One Jewish Boy

Stephen Laughton
Scene Change Productions and Greenwich Theatre
Trafalgar Studios

Asha Reid and Robert Neumark-Jones Credit: Pamela Raith
Robert Neumark-Jones and Asha Reid Credit: Pamela Raith
Robert Neumark-Jones and Asha Reid Credit: Pamela Raith

This play obviously built up a devoted following in its initial outing at the Old Red Lion, since it has now transferred into the West End’s smallest theatre, a space perfectly placed to expand the lives of such small-scale productions.

One Jewish Boy is a two-hander written for the stage by someone with one of the best titles in theatre, since Stephen Laughton is the writer-in-residence in the Department of Astrophysics at the American Museum of Natural History in New York City.

Its story and presentation under the direction of Sarah Meadows have the feel of a relatively undemanding 80-minute TV pilot.

The evening pairs Robert Neumark-Jones as Jesse, a bright but remarkably irritating Jewish Cambridge graduate from Highgate now working as an academic, with Alex, a long-suffering, mixed-race PR consultant from Peckham portrayed by Asha Reid.

Rather than present a modern Romeo and Juliet tale chronologically, Laughton has cut and pasted the underlying pieces of a boy meets and eventually marries girl plot more thematically.

The initial seeds are sown in 2004 when the pair of 20-year-olds meet at a club in Ibiza and the drama then runs through a series of highs and lows to the current day.

To be more accurate, the play starts in 2020 when Alex rather brutally presents divorce papers to the husband whom she has deserted for a new life in Paris, while he in return brutally refuses to give her access to their one-year-old son, Finn.

The chronology can make the plotting rather confusing, as short scenes jump backwards and forwards in time with alacrity, rather breaking the flow and demanding great concentration.

More worryingly, while Jesse’s character comes fully formed, albeit as a man who is excessively sensitive and neurotic, underwritten Alex is barely more than a foil.

This is a shame, since while we can understand how issues of anti-Semitism, culminating in a cruel assault from a far-right fanatic, have shaped and coloured the whole of Jesse’s life, the script barely scratches the surface of the racial prejudice that Alex has faced and more successfully and bravely overcome.

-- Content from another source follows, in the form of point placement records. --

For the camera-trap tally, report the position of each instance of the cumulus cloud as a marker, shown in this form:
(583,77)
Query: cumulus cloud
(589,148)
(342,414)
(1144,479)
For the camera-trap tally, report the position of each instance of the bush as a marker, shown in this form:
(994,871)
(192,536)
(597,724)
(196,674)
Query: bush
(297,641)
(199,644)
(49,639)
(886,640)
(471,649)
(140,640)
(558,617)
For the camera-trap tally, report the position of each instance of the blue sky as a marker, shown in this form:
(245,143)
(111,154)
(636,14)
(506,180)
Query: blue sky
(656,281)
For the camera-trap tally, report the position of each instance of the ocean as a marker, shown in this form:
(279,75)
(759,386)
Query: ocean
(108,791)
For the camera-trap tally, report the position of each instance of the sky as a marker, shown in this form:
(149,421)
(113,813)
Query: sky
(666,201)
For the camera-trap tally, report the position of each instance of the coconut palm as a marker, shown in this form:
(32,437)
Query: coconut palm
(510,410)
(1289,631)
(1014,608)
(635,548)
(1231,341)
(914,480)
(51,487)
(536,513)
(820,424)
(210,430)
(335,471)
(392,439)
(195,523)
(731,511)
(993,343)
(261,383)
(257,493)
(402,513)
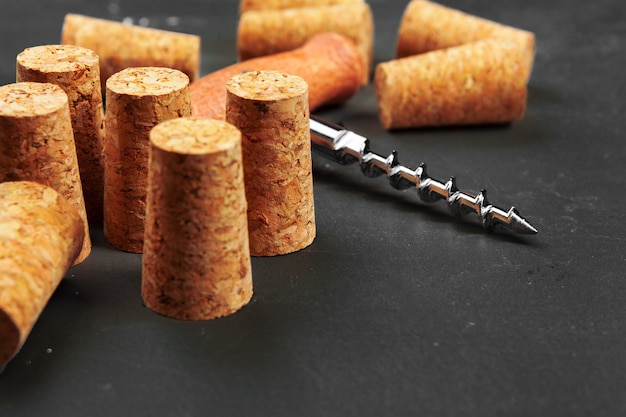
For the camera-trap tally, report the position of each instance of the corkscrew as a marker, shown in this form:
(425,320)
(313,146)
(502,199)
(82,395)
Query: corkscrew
(346,147)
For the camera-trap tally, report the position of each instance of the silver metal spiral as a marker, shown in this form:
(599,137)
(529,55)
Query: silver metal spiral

Getting a little more technical, the plot also conveniently ignores the fact that in most north London Jewish circles, Finn would not be regarded as Jewish, given that his mother comes from outside the religion and while embracing it does not appear to have converted. The playwright has subsequently pointed out that since 2015, Britain's Reform Jews (14% of the total) have accepted this practice.

What we are left with is a love story that burgeons, blossoms and then explodes, with additional interest introduced by some Jewish schmaltz, an impassioned and plausible if occasionally almost hysterical response to British anti-Semitism and an ending that doesn’t necessarily fit comfortably as a consequence of all that has gone before.

Having said all of that, the audience on press night received the play and the performances of both actors with great enthusiasm.